As an auteur, David Fincher’s work is instantly recognisable. Fincher’s films are distinctly dark, claustrophobic, innovative, and thought-provoking – with an aftertaste that lingers, or even scars – like a chemical burn. By creating films that are distinctly unsettling Fincher is able to criticise an aspect of society he finds particularly troublesome – usually centred around modern occidental culture’s capitalist and consumerist traits. Moreover, since Fincher films are so memorable and powerful, ideas in films – such as Fight Club (1999) and Gone Girl (2014) resonate with viewers for some time.
Fincher’s distaste with not only the ideals of the ‘American Dream’ but also modern, capitalist societies’ consumerist mindset is evident in the ‘IKEA Nesting Instinct’ scene, during the exposition of Fight Club (1999). The lighting of [Edward Norton]’s apartment exposes its nature. Fincher – by combining a pale green filter with stark, fluorescent lighting – creates a unsettling and sickly atmosphere in the scene. The use of a green filter would create a sickly tinge unaccompanied, but when used in unison with the stark, halogen-bulb lighting, the scene evokes a more powerful reaction from the audience – feelings of sickness and distaste are amplified. “Fincher’s interior spaces often convey a strong sense of a claustrophobic starkness – lit by fluorescent lights and manipulated through filters to create a bleak or sickly feel; as in the hospital room in Benjamin Button, or the Newspaper Office in Zodiac.” (Namschaud) – a statement, which, in the case of the ‘IKEA Nesting Instinct’ scene certainly rings true. The sickly atmosphere Fincher creates displays his clear distaste not only with [Edward Norton]’s cramped inner-city apartment lifestyle (and how it betrays ideals of the ‘American Dream’), but moreover, with its inhabitants – trendy furniture, a purchased identity, being used to fill a void in [Edward Norton]’s – the ‘everyman’s’ – empty life.
Fincher’s apparent distaste with the ideals of the ‘American Dream’ once again rears its head in Gone Girl (2014). Early in the film, when Nick Dunne (Ben Affleck), comes home to find Amy Dunne (Rosamund Pike) – his wife – is missing. Once again, Fincher uses lighting, filters, and cinematography to create an intensely unsettling atmosphere. Nick Dunne’s home is dimly lit, which, immediately unsettles an audience – combining the dim lighting with a green filter emphasises insidious connotations within the home. As stated previously, use of a green filter is typical of Fincher – often used to show his distaste with a setting. In this instance, Fincher’s displeasure lies within Nick’s home – it “can be perceived as a symbol of The American Dream – the grand stately home” (Namschaud).
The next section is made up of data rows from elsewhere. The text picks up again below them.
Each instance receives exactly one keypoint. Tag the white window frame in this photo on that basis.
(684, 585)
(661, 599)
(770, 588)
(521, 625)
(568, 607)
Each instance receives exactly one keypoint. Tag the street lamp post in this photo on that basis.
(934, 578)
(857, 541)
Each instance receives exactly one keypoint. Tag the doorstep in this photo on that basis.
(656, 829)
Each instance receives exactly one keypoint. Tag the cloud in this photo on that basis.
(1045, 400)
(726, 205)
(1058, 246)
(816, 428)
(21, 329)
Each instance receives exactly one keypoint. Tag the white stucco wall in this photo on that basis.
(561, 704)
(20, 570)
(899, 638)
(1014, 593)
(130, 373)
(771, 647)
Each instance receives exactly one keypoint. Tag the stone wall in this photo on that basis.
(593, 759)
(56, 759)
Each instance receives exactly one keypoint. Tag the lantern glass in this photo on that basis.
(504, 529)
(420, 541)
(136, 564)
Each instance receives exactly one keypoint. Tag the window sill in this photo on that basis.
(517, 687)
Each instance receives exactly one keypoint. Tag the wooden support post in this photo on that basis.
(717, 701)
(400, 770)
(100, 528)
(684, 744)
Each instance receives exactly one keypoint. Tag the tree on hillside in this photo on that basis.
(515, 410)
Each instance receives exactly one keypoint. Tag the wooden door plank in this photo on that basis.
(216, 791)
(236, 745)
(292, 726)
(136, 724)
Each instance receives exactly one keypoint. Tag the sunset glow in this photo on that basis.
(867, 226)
Through the scene Fincher builds a powerful sense of claustrophobia and anxiety through concealing, or darkening, exits to rooms. This begins to convey to the audience Nick Dunne’s inability to escape his wife’s ensuing plot, “the grand house is a seething bed of claustrophobic dissatisfaction and loathing, and one in which the protagonist is ultimately condemned to stay” (Namschaud). Furthermore, by showing the grand house through such a critical light, Fincher is able to criticise an aspect of society; commenting on how modern day, occidental culture glorifies owning a grand home – claiming that wealth will bring happiness and purpose to one’s life, evidently not in Nick Dunne’s case.